For new programs under updated milestones, I recommend three times per year for the first two cohorts:
- Early fall (light, diagnostic review)
- Winter (formal reporting)
- Late spring (promotion and remediation planning)
You are not changing ACGME reporting frequency, you are just not waiting six months to notice a resident at risk. Document all three meetings with minutes and rationale.
2. Should we ever tell applicants that our milestone data influenced how we recruit?
Yes, in a controlled way. It actually makes you look serious and self‑aware. For example:
- “Our graduates have historically been very strong clinically, so we now place extra emphasis on applicants who show interest in QI and systems work to match our updated milestones in SBP and PBLI.”
Do not mention specific internal weaknesses by name.

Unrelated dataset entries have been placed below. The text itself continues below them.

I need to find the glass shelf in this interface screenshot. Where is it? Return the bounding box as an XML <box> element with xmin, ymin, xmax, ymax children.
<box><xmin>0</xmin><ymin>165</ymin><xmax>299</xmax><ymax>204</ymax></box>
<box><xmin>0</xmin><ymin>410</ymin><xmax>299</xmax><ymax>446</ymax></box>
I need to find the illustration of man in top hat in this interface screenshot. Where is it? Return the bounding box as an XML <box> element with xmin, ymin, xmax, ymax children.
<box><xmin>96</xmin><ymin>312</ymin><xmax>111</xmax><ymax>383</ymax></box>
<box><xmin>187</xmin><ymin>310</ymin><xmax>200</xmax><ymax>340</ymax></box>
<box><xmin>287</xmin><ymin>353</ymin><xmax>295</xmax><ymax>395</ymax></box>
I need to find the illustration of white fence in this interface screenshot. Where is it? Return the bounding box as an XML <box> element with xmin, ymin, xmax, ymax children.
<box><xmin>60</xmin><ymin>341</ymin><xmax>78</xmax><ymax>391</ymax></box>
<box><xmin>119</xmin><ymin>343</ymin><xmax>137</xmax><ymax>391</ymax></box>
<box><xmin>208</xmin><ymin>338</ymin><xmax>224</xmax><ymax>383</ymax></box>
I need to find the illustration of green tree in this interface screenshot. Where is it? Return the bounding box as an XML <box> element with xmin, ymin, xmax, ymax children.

But you can and should convey that you use your milestone experience to shape your educational priorities.
3. What is the red flag in milestone data that most often triggers RRC concern?

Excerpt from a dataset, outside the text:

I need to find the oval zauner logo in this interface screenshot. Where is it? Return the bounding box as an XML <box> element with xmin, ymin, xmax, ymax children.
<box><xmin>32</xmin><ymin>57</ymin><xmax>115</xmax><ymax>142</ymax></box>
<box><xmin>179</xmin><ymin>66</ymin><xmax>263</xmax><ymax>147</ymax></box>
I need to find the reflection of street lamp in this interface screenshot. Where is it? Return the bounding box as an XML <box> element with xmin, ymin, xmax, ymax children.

Two things in combination:
- Highly inflated, flat milestone curves (everyone Level 3–4 throughout)
- Zero documented remediation or formal concerns over several years
That pairing screams “we are not using milestones honestly.” Isolated low performance is not what gets you in trouble; it is pretending everything is perfect without evidence of evaluation rigor.
4. We are a new program with limited faculty. How can we realistically gather enough milestone data?
You do not need thousands of data points. You need consistent, interpretable ones. For a small new program:
- Require each attending to complete one structured direct observation per week on one resident
- Use brief, targeted tools (2–3 minute forms) on phones or tablets
- Standardize rotation evaluations so every resident has at least one robust assessment per month
Consistency beats volume. A thin but reliable dataset with clear narrative comments is far better than a bloated, incoherent pile of checkboxes.
Open your last CCC report (or your draft template if you are pre‑launch) and pick one competency that caused the most confusion or argument. Today, rewrite the rotation objectives and evaluation questions for that competency so they mirror the exact ACGME milestone language—then plan how you will explain that change to your faculty before the next Match season starts.